Friday, 17 May 2013
Public sector pensions cut by a third
Nurses, teachers and other public sector staff will see a reduction of a third in the value of their pensions as a result of the Coalition's reforms, according to the Pensions Policy Institute.
Four million workers in the NHS, teaching, local government and civil service are in schemes which promise many of them a pension based on salary when leaving, or final salary.
But in future the pensions will be based on average salaries, members will have to contribute more and the retirement date will be aligned with the State Pension Age.
Typically the pensions are worth an extra 23 per cent on top of pay, according to the Institute, which is an independent research body.
That benefit will be cut to 15 per cent as a result of the reforms, though anyone anyone already retired or retiring within the next nine years won't be affected.
The findings don't mean that actual pension payments will be cut by a third.

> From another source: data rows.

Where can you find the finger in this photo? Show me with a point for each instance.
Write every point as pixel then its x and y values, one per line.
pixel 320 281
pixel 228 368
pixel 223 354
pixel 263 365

It's the combined effect of some pensions being lower, of people receiving them for a shorter period and of having to pay in more while working.
The Institute also forecasts that the long term cost of public sector pensions will fall as a percentage of the economy as a result of the reforms, from 1.1 per cent to 0.8%.
There has been heated debate about public sector pension schemes, because most private sector workers have to make do with much less generous provision.
Public sector workers have already seen annual increases in their pensions restricted to a lower rate of inflation, the CPI.